While the soviet councils disbanded themselves with the departure of the German troops between November 11 and 17, the arrival of the French Army stabilized the situation: French troops put the region under military occupation and entered Strasbourg on November 21. The Nationalrat proclaimed the return of Alsace to France on December 5, even though this process did not gain international recognition until the signature of the Treaty of Versailles in 1919.”
Clara and Richard then moved to Breslau in Lower Silesia, Germany to the University there where he taught and researched. The town is now the Polish city of Wrocław. It was part of the Prussian territory back then. This was part of the area of the world that was Bohemia and had a Hapsburg presence. They were then removed from that territory when it reverted back to the Polish people. So, excommunication number two for them.
Clara and Richard then moved to Rostock in Germany to research and teach at the University of Rostock. They have over 500 pages of his work in the archives there.

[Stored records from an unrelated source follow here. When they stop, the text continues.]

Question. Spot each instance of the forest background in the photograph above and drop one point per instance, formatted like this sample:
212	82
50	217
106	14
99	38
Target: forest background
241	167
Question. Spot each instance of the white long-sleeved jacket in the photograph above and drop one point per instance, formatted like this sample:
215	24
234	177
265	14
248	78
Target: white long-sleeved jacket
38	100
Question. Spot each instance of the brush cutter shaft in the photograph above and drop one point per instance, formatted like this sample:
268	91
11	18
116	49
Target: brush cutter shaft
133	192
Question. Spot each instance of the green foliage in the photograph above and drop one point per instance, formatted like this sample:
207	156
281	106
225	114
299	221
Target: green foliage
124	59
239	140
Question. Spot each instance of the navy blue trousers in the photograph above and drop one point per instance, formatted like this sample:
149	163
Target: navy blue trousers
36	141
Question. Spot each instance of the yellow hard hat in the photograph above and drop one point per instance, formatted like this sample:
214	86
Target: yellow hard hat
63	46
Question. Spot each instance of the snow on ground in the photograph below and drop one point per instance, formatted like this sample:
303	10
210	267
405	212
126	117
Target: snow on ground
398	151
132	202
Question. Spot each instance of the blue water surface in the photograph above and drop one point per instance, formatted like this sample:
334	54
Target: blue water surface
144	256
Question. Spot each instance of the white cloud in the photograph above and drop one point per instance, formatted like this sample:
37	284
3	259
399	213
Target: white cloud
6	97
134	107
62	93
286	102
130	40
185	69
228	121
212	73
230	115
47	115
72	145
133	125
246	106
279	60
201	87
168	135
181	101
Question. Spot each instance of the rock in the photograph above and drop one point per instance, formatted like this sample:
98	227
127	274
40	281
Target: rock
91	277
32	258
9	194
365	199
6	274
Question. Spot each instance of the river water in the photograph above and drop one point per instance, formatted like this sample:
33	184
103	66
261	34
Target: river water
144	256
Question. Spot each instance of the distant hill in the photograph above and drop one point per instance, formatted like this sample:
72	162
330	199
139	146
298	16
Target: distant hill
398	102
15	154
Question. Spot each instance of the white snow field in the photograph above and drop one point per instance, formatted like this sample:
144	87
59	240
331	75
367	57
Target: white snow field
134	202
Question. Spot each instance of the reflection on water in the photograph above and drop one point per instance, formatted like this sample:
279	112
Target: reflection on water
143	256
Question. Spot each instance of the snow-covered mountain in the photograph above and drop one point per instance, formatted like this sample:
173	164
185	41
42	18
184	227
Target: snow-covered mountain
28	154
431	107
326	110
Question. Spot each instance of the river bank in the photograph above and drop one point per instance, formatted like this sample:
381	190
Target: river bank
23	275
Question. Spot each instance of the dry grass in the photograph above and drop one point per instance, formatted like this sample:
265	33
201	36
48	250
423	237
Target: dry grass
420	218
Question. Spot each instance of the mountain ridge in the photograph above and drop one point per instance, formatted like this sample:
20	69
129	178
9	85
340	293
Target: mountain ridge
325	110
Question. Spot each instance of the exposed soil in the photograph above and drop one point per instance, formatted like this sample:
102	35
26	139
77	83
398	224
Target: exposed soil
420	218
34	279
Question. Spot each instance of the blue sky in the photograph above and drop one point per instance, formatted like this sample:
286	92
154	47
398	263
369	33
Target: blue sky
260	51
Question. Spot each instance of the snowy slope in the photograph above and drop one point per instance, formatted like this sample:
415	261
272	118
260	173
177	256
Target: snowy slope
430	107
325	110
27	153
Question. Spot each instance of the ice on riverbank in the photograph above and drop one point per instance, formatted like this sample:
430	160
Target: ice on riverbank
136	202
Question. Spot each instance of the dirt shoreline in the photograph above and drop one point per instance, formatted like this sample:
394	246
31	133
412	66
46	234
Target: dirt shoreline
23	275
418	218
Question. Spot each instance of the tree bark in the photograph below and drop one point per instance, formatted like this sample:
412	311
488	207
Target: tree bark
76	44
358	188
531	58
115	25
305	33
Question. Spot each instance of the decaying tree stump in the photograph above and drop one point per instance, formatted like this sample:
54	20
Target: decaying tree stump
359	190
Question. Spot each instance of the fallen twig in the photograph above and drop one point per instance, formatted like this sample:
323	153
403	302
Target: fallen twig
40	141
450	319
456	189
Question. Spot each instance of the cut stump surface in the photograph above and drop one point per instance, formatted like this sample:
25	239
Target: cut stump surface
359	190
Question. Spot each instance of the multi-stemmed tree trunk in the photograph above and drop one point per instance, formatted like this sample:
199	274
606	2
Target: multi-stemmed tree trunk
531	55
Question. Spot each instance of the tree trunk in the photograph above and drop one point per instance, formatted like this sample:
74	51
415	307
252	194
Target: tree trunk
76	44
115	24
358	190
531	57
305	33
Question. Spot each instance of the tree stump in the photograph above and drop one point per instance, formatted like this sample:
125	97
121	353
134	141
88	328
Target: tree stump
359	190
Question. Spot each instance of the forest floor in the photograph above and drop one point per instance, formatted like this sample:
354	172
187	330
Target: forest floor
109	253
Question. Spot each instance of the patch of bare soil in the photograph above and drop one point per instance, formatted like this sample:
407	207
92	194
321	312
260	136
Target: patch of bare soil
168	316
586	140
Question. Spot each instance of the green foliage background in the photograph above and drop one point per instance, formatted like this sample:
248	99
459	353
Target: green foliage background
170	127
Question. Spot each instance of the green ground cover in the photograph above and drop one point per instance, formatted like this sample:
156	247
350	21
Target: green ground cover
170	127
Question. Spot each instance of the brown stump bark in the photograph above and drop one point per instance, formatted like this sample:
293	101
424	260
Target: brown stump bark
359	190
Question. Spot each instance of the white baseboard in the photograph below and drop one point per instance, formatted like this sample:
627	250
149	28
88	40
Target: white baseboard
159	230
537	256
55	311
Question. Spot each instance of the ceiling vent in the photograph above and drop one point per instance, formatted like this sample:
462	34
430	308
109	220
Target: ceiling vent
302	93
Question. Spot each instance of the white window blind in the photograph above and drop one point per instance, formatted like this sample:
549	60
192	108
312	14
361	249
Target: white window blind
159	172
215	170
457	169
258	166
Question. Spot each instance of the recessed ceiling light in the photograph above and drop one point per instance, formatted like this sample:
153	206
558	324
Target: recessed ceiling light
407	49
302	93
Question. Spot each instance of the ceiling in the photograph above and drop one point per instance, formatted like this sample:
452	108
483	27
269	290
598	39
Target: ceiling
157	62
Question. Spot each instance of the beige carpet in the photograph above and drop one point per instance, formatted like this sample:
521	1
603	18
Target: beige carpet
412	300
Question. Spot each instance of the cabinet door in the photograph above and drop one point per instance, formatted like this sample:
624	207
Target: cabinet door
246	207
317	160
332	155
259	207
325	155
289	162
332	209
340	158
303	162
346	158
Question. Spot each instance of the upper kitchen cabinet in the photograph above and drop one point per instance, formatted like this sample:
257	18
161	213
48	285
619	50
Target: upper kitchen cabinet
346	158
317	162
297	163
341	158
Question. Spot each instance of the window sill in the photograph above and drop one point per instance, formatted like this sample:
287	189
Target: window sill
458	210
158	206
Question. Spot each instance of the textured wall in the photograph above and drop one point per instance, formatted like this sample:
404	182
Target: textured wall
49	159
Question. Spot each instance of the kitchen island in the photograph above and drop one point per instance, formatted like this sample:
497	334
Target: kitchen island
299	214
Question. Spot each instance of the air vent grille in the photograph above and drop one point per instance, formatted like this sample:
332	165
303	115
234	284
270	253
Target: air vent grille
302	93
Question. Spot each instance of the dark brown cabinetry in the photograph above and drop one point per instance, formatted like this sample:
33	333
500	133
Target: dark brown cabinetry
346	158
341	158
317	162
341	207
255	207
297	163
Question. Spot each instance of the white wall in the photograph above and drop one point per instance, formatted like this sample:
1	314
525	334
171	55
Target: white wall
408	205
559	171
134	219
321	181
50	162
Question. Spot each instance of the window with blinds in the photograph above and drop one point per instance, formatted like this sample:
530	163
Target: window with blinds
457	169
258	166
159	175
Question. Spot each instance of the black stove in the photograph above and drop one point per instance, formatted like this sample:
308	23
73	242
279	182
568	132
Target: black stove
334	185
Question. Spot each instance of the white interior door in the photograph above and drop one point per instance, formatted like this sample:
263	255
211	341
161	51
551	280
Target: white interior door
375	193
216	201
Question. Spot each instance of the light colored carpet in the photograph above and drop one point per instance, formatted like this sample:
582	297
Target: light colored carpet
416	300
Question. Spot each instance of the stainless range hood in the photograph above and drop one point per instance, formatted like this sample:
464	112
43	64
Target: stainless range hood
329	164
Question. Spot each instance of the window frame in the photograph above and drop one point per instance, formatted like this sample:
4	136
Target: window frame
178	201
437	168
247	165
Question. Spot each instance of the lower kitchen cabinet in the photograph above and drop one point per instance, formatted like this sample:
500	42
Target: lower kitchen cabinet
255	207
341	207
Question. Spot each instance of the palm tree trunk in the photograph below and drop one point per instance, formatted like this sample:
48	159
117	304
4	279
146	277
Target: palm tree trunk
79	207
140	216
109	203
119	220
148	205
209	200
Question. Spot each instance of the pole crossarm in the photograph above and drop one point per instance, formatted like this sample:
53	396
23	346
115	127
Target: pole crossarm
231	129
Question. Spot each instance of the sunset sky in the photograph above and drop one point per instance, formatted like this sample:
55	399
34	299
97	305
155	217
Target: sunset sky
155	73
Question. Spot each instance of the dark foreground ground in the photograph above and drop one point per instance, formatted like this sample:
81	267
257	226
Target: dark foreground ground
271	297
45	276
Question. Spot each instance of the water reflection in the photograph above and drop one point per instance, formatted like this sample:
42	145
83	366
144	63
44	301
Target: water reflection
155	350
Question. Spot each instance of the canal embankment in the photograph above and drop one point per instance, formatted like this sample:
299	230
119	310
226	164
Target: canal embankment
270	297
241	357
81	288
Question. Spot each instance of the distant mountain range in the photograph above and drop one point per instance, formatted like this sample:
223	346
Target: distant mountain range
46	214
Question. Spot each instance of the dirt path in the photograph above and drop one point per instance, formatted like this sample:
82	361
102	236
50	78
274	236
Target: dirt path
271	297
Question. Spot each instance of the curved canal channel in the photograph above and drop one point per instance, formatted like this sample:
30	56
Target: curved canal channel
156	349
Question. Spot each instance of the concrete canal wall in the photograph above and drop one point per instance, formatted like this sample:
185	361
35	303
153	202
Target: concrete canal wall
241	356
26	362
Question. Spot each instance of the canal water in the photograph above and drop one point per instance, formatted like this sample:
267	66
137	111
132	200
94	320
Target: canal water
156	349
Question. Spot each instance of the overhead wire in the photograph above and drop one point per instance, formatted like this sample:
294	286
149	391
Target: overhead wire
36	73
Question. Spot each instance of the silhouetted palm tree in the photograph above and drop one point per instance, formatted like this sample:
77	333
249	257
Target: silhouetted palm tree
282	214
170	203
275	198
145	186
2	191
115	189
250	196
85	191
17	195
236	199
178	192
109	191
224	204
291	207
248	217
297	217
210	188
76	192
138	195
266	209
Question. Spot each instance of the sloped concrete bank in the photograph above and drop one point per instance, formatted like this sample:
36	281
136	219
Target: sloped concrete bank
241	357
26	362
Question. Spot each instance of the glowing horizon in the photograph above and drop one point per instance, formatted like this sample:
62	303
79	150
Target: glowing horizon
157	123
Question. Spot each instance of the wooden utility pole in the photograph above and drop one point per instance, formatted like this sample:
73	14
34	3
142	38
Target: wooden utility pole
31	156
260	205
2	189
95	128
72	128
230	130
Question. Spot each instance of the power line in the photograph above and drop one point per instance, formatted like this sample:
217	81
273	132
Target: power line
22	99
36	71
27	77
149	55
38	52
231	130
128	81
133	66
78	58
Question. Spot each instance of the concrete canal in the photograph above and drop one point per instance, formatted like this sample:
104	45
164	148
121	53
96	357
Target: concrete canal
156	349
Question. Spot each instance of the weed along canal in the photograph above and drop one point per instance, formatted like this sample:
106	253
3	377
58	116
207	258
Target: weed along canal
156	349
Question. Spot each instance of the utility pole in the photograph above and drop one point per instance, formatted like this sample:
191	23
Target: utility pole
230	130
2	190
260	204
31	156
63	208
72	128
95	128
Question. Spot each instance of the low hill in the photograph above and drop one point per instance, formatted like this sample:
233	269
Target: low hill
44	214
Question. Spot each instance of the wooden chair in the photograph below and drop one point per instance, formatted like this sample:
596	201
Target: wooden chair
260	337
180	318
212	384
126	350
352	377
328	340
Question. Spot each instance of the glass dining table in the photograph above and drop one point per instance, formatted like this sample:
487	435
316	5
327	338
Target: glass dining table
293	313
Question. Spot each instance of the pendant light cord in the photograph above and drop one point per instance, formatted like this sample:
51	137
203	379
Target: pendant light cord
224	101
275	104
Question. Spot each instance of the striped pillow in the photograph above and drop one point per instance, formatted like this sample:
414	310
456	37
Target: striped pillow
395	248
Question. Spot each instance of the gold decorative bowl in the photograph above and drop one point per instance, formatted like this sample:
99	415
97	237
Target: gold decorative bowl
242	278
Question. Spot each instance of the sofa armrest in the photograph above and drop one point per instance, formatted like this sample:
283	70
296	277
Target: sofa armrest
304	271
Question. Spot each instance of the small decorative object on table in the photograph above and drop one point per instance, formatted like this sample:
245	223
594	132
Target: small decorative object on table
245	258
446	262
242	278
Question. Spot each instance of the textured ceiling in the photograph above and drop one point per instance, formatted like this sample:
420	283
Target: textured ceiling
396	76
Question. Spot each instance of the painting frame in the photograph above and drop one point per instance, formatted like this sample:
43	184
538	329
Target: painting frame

At this point I wanted to place some of the “Lebenslauf” or “curriculum vitae” for Doctor Richard Krzymowski in this section. There are a couple of timelines, too, that he put together to show his background when he was applying for positions at other Universities. The curriculum vitae is somewhat like a resume, but is different that it shows an account of a person’s education, skills, achievements, qualifications, and previous experiences, without specifically mentioning the details of achievements during those times. What is especially nice about having this information is to see his handwriting, and that these documents also show who his parents were, and allowed me to do the research on that family line, which has quite a bit of detail online.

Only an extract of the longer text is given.